Pour les ménages et les entreprises de la zone euro, une hausse des taux en juin signifierait des coûts d'emprunt plus élevés de manière continue. Les taux hypothécaires, déjà élevés, pourraient augmenter davantage, mettant sous pression les propriétaires et le marché immobilier. Du côté positif, les épargnants pourraient bénéficier d'un meilleur rendement sur leurs dépôts, bien que les banques aient été lentes à répercuter intégralement les hausses de taux. L'impact économique global dépendra de la capacité de la BCE à réussir un « atterrissage en douceur » — refroidir l'inflation sans déclencher une récession. Le sondage Reuters suggère que si la voie est étroite, elle reste le scénario central pour la plupart des économistes.
Le sondage Reuters envoie un signal clair : la BCE devrait poursuivre son cycle de resserrement en juin, sous l'effet des risques persistants de stagflation. Bien que la décision ne soit pas encore définitive, le poids de l'opinion des experts pointe vers une nouvelle hausse des taux. Les prochaines semaines seront décisives alors que la BCE examinera de nouvelles données économiques, notamment les chiffres du PIB et les négociations salariales, pour calibrer sa prochaine décision.
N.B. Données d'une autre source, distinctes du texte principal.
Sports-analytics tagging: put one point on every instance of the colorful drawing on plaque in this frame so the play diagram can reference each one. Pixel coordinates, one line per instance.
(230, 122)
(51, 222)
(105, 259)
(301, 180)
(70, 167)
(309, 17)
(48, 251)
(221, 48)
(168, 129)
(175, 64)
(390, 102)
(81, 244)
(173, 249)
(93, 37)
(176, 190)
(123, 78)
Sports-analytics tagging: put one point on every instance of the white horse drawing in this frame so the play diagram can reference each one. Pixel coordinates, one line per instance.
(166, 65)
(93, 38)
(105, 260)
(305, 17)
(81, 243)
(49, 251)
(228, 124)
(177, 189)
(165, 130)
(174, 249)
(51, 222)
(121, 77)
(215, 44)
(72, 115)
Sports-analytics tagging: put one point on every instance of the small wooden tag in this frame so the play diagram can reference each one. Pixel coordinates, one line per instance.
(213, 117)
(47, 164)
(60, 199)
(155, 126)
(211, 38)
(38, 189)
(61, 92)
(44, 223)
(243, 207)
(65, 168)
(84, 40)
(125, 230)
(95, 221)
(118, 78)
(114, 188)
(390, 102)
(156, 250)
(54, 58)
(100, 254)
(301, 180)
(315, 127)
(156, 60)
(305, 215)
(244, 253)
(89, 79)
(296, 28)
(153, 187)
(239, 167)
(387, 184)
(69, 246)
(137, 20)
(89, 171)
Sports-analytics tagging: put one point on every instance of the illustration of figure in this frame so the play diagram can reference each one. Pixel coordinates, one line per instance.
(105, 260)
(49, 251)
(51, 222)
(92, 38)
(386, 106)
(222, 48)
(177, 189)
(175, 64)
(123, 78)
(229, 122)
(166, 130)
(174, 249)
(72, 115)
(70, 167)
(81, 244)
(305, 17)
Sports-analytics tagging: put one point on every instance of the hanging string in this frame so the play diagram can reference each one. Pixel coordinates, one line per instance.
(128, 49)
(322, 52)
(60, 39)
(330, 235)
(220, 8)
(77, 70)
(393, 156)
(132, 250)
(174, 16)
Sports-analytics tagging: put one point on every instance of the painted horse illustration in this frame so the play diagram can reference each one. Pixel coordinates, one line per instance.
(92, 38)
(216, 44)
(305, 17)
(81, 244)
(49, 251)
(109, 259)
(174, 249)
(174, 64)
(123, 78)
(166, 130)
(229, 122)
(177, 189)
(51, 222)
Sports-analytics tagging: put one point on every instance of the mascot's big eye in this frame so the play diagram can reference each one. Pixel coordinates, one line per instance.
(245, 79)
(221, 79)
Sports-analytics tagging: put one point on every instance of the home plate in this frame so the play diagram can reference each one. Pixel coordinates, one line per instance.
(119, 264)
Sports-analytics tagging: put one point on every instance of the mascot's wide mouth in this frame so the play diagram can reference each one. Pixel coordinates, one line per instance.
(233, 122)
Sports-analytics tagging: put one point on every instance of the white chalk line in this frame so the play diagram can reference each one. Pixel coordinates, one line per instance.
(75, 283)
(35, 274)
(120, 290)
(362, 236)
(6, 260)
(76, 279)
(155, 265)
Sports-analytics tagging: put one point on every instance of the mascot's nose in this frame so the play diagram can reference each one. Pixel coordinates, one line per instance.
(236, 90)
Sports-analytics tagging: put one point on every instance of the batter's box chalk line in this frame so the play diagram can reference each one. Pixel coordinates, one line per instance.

Pour l'instant, le message des marchés et des économistes est cohérent : la lutte contre l'inflation n'est pas terminée, et la BCE est prête à agir.
Q1 : Qu'est-ce que la stagflation et pourquoi est-elle une préoccupation pour la BCE ?
La stagflation désigne une période de croissance économique lente combinée à une inflation élevée. C'est une préoccupation car les outils traditionnels de politique monétaire — la hausse des taux pour lutter contre l'inflation — peuvent affaiblir davantage la croissance, créant un arbitrage difficile pour les banques centrales.
Q2 : Comment une hausse des taux en juin affecterait-elle les consommateurs de la zone euro ?
Les consommateurs ayant des prêts hypothécaires ou des emprunts à taux variable verraient probablement leurs mensualités augmenter. Les comptes d'épargne pourraient offrir de meilleurs rendements, bien que la répercussion des taux de la BCE sur les taux de dépôt varie selon les banques et les pays.
Q3 : La décision de la BCE sur les taux est-elle définitive ?
Non. La BCE a mis l'accent sur une approche dépendante des données. Bien que le sondage Reuters indique une forte anticipation d'une hausse, la décision finale dépendra des données économiques publiées avant la réunion de juin, notamment les chiffres de l'inflation et de la croissance.